Sperberauge

BAYER kauft moralische Mitschuld

Christian Müller © zvg

Christian Müller /  Der deutsche Chemie-Gigant BAYER in Leverkusen kauft für 66 Milliarden Dollar den US-Agro-Giganten Monsanto.

Im Zweiten Weltkrieg produzierte die Chemiefabrik BAYER in Leverkusen Zyklon B, das Giftgas, mit dem in Auschwitz die Juden umgebracht wurden. Jetzt übernimmt BAYER für 66 Milliarden Dollar und damit zum höchsten je von einer deutschen Firma für eine Firmenübernahme bezahlten Preis den US-Agro-Giganten Monsanto. Monsanto verdient sein Geld mit genmanipuliertem und patentiertem Saatgut, mit Breitband-Herbiziden und anderen agrochemischen Produkten.
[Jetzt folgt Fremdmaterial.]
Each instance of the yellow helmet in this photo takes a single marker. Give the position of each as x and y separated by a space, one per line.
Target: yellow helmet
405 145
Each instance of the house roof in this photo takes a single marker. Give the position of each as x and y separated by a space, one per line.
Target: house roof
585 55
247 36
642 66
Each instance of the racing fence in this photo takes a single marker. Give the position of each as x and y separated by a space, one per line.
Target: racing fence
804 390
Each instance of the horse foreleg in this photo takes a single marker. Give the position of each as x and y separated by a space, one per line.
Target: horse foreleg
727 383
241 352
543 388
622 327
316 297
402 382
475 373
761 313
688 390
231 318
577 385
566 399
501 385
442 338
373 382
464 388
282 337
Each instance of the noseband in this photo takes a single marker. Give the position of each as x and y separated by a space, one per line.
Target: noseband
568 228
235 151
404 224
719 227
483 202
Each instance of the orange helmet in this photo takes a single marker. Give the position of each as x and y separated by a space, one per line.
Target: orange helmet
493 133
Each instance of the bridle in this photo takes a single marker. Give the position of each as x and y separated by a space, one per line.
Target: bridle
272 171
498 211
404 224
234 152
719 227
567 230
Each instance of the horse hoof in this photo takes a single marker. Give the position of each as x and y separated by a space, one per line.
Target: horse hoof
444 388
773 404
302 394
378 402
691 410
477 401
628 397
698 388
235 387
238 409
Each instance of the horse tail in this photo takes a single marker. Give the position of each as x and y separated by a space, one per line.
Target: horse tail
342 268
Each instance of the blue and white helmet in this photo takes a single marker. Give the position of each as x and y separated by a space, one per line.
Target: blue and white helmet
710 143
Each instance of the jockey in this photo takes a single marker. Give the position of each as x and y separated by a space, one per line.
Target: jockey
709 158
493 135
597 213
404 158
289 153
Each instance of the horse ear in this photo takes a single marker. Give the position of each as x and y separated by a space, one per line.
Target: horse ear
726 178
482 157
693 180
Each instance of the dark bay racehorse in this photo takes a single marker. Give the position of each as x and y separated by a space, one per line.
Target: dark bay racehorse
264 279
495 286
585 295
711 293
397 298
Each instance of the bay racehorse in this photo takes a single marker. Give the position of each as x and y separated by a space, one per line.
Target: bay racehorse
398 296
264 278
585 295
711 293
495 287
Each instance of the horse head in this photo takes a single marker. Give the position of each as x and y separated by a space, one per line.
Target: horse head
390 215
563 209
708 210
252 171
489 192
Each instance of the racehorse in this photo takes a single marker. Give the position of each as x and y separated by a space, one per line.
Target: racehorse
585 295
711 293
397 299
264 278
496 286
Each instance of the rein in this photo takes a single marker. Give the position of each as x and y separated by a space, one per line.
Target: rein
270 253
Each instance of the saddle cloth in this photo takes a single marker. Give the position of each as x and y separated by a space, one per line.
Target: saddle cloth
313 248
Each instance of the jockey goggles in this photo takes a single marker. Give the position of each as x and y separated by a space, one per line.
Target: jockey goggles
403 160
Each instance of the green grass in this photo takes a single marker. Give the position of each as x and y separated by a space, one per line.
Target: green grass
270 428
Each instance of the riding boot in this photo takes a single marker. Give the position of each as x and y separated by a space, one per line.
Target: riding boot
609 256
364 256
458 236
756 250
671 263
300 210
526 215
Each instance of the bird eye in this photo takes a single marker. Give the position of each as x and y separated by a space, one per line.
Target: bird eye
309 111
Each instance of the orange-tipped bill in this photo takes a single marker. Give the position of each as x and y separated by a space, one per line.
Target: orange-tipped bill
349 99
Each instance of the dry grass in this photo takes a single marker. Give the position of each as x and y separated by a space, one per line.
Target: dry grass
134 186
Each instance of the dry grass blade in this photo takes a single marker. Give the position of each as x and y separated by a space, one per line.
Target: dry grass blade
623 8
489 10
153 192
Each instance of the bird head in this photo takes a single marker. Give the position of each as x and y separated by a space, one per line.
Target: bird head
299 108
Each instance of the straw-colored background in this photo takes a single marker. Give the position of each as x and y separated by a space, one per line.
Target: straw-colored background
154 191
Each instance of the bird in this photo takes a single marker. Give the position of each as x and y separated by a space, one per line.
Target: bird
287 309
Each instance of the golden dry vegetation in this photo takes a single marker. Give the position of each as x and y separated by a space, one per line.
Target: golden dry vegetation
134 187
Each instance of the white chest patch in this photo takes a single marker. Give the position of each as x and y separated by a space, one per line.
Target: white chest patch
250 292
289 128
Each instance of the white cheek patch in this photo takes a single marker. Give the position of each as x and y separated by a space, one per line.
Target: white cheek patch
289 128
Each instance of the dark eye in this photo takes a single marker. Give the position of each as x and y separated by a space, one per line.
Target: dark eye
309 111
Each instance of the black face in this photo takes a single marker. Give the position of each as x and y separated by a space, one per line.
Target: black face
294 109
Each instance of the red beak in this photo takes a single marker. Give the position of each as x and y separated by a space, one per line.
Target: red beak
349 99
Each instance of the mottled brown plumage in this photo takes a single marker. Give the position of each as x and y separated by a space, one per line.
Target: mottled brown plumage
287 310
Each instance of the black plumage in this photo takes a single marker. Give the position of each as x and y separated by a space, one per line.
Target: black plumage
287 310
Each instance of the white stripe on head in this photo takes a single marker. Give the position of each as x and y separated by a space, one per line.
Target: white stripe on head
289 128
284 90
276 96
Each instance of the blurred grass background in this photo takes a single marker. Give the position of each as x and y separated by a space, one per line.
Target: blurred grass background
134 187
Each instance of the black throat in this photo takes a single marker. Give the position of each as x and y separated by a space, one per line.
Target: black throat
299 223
Und Monsanto gehört zu den Agro-Giganten, die sich auf dem Weg über Kauf, sogenannte Partnerschaften und/oder Firmenbeteiligungen Tausende von Hektaren Land in Lateinamerika, in Afrika, aber zum Beispiel auch in der Ukraine unter den Nagel reissen, um die einheimische Landwirtschaft zu zerstören und durch Monokulturen zu ersetzen, die beim Saatgut, beim Dünger und bei den Herbiziden wiederum von ihnen, also zum Beispiel von Monsanto, abhängig sind.

BAYER kauft sich nicht nur Business, sondern auch moralische Schuld

Am 20. März 2003 starteten die USA ihren sogenannten Präventivschlag gegen den Irak mit massiven Bombardierungen Bagdads – mit, wie man weiss, erlogener Begründung. Bereits Anfang Mai lag der Irak total darnieder und die US-Regierung unter Präsident George W. Bush schickte den «Berater» Paul Bremer als «Gouverneur» in den Irak, um dort Ordnung zu machen. Dieser erlies schon wenige Monate später hundert «Verordnungen», mit denen staatliche Betriebe privatisiert (und zu Schleuderpreisen in US-amerikanische Hände übergeben), die Banken unter ausländische Kontrolle gebracht und, zum Beispiel, Gewerkschaften und Streiks gleich verboten wurden. Mit der Verordnung Nr. 81 verbot Bremer die «Wiederverwendung von geschütztem Saatgut», verteilte Tausende von Tonnen Saatgut der US-amerikanischen Agrochemie-Industrie – darunter an erster Stelle von Monsanto – und ruinierte damit die vorher blühende irakische Landwirtschaft total. Nachzulesen im Detail im höchst informativen Buch der Berkeley-Politologie-Professorin Wendy Brown «Die schleichende Revolution. Wie der Neoliberalismus die Demokratie zerstört.» Berlin 2016.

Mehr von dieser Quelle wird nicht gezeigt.